Government could have responded, by recognizing an opportunity to pose as public-health-conscious while imposing taxes on sugar-heavy products to persuade Canadians that the better course of safety is to avoid excess sugar consumption. That hasn't happened, and likely it will not. The media had a ball with it, though. It was an attention-grabber, it did make people who use copious amounts of sugar at the table -- sweetener for hot beverages, fruit, baked goods come to mind -- feel exceedingly guilty.
cupcakemojo.com

Sugar use as a furtive, societal-unapproved activity?

The World Health Organization responded by urging consumers to radically change their sugar-addiction habits for the good of their short- and long-term health and that of their families. The U.S. Institute of Medicine's recommendation for sugar use puts it at a maximum of 25% of daily calories derived from sugar consumption. Canada's food guide simply recommends balanced moderation. Which may mean many things to many people, sensible awareness among them.
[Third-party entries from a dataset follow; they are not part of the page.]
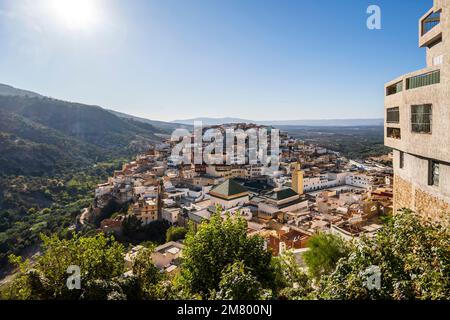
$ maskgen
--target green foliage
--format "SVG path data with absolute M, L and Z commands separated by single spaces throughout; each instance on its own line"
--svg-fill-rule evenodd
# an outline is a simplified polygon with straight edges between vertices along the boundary
M 409 210 L 396 214 L 374 239 L 356 242 L 347 259 L 324 277 L 322 299 L 448 299 L 450 229 Z M 366 271 L 377 266 L 381 287 L 367 286 Z
M 275 287 L 271 253 L 264 249 L 261 237 L 247 235 L 247 222 L 242 217 L 213 215 L 197 233 L 190 230 L 184 243 L 182 279 L 193 294 L 207 297 L 211 290 L 219 290 L 223 270 L 238 261 L 263 288 Z
M 310 275 L 316 279 L 334 271 L 339 259 L 348 255 L 345 240 L 330 233 L 319 233 L 311 237 L 308 248 L 303 258 Z
M 66 234 L 81 210 L 92 204 L 96 185 L 123 161 L 52 177 L 0 176 L 0 267 L 9 254 L 21 254 L 39 244 L 39 233 Z
M 274 258 L 274 264 L 277 266 L 280 299 L 306 299 L 313 292 L 311 279 L 301 269 L 291 251 Z
M 384 127 L 380 126 L 289 126 L 285 130 L 307 143 L 340 152 L 350 159 L 365 159 L 390 152 L 384 145 Z
M 73 224 L 96 184 L 159 140 L 155 126 L 95 106 L 0 96 L 0 267 L 40 232 Z M 36 214 L 45 208 L 51 213 Z
M 164 279 L 152 262 L 152 253 L 153 248 L 144 248 L 133 261 L 132 272 L 140 286 L 142 299 L 157 299 L 160 295 L 158 285 Z
M 134 214 L 128 215 L 122 222 L 122 232 L 125 236 L 132 238 L 142 228 L 142 222 Z
M 183 240 L 188 233 L 188 229 L 184 227 L 170 227 L 166 232 L 166 242 Z
M 99 107 L 43 97 L 0 96 L 0 114 L 1 131 L 12 136 L 0 143 L 0 151 L 9 151 L 0 158 L 0 164 L 2 160 L 9 162 L 5 172 L 11 174 L 18 170 L 26 174 L 50 173 L 63 169 L 61 162 L 73 167 L 110 156 L 128 156 L 158 141 L 155 133 L 162 132 L 153 125 L 119 118 Z M 27 167 L 21 161 L 20 155 L 26 156 L 26 151 L 43 156 L 31 155 L 39 166 L 30 161 Z
M 12 298 L 19 299 L 106 299 L 117 291 L 113 280 L 124 272 L 124 247 L 103 234 L 71 240 L 57 236 L 42 236 L 43 253 L 31 266 L 22 258 L 11 256 L 21 273 L 11 290 Z M 78 266 L 81 272 L 81 290 L 69 290 L 69 266 Z M 109 288 L 109 289 L 108 289 Z
M 122 223 L 125 238 L 133 243 L 151 241 L 158 244 L 166 242 L 166 233 L 170 225 L 167 221 L 152 221 L 143 225 L 135 215 L 128 215 Z
M 263 298 L 263 290 L 258 279 L 246 268 L 242 261 L 227 265 L 222 271 L 219 291 L 220 300 L 258 300 Z
M 319 234 L 309 251 L 319 250 L 319 257 L 309 263 L 310 268 L 320 262 L 325 267 L 314 277 L 304 273 L 291 252 L 272 257 L 261 238 L 247 235 L 241 217 L 223 220 L 215 215 L 197 233 L 190 230 L 181 272 L 170 278 L 153 265 L 152 246 L 138 253 L 133 274 L 123 277 L 124 248 L 113 238 L 43 236 L 42 255 L 34 264 L 10 257 L 20 272 L 1 298 L 448 299 L 448 222 L 435 224 L 406 210 L 387 221 L 374 238 L 341 243 L 340 238 Z M 345 258 L 338 259 L 340 255 Z M 81 290 L 66 287 L 69 265 L 81 268 Z M 367 285 L 367 271 L 373 266 L 381 272 L 379 288 Z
At an informed guess Canadian consumption of added sugars (setting aside naturally occurring fructose in fruit and juices) reasonably would rate at between 11% to 13%. Moreover, a recent study out of Canada found "added sugar intakes have been stable or modestly declining ... over the past three decades." Soft drinks are singled out comprising the largest source of sugar in the American diet, emphasized the JAMA article. But in Canada soft drinks like soda and pop are less popular than in the U.S.
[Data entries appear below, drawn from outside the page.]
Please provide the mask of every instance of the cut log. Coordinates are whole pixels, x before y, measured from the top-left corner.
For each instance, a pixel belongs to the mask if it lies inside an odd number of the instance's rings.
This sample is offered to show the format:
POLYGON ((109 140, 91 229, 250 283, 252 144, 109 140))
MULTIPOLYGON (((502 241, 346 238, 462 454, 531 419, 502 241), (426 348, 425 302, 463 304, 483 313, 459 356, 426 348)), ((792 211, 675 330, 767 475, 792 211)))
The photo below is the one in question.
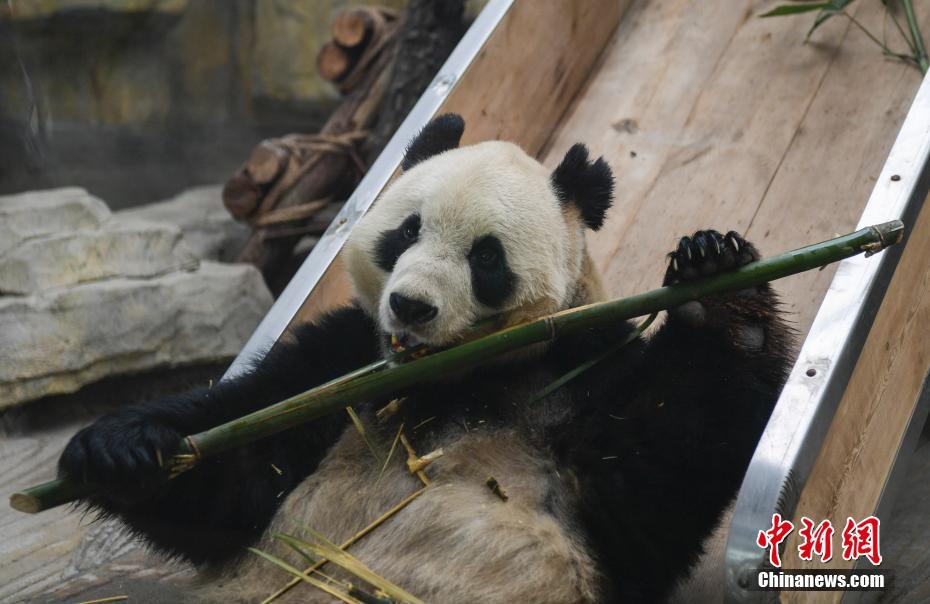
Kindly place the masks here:
POLYGON ((290 151, 273 141, 262 141, 254 149, 246 162, 246 171, 252 182, 267 185, 284 171, 290 151))
POLYGON ((234 174, 223 186, 223 205, 236 220, 245 220, 258 208, 261 191, 248 175, 234 174))
POLYGON ((371 7, 345 10, 333 21, 333 40, 345 48, 367 44, 384 29, 384 13, 371 7))
POLYGON ((330 40, 320 48, 316 56, 316 69, 325 80, 340 82, 352 70, 352 57, 345 49, 330 40))
MULTIPOLYGON (((375 61, 366 81, 336 108, 321 134, 351 133, 370 127, 387 88, 391 58, 390 53, 385 53, 375 61)), ((304 169, 292 186, 287 189, 279 186, 280 181, 291 180, 285 178, 289 176, 285 172, 273 191, 269 191, 266 199, 261 202, 263 211, 293 207, 331 195, 344 195, 351 190, 359 176, 347 153, 312 153, 301 164, 304 169), (276 194, 272 195, 272 192, 276 194), (268 198, 276 198, 275 203, 266 204, 268 198)), ((239 261, 256 265, 269 282, 279 281, 276 273, 284 266, 284 260, 299 239, 300 234, 296 233, 290 237, 269 239, 264 236, 262 229, 258 229, 240 252, 239 261)))
MULTIPOLYGON (((403 25, 405 28, 407 26, 406 23, 403 25)), ((349 56, 352 58, 352 67, 346 77, 339 82, 339 92, 342 94, 352 92, 365 79, 371 71, 373 62, 379 56, 385 52, 394 52, 399 29, 400 24, 396 21, 390 23, 382 21, 363 44, 348 49, 349 56)))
In Canada the top three beverages of choice are water, coffee and milk. Canadians tend to consume less than half of their sugar from soft drinks as compared to Americans. While the JAMA article followed diet diaries of thousands of Americans to conclude that people who took over 25% of their daily calories from sugar tripled their risk of dying of heart disease. However, the JAMA article's insistence of a connection between heart disease and soda seems to be contradicted by their own raw data.

The almost twelve thousand participants in the study over 18 years had been divided into distinct groups based on weekly soda consumption; ranging from less than one can of pop daily to more than one a day. Among the less-than-once-a-day groups 468 deaths occurred from heart disease, while a similar sized group of once-a-day pop consumption came out with 183 deaths. Does that make sense? If the more sugar one ingests, the more dangerous to health it becomes?
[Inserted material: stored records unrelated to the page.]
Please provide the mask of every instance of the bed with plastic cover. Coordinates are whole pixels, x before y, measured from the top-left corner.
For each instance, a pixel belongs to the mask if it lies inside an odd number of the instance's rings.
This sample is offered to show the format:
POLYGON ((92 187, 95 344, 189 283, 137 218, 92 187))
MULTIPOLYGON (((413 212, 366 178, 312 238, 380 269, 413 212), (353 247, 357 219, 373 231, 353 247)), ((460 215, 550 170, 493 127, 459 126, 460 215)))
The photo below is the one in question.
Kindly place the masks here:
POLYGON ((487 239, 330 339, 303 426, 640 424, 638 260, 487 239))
British researchers examining countless randomized controlled tests searching allegations made disfavouring sugar -- that it leads to a metabolic syndrome resulting in obesity, high blood pressure and high cholesterol, diabetes and stroke -- came up with no impact related to sugar consumption even when patients consumed almost half their total calories in sugar. Studies searching to relate sugar and cancer, depression and dementia similarly turned up no connection.

The reality appears to be that in Canada both sugar consumption and health disease are in decline mode.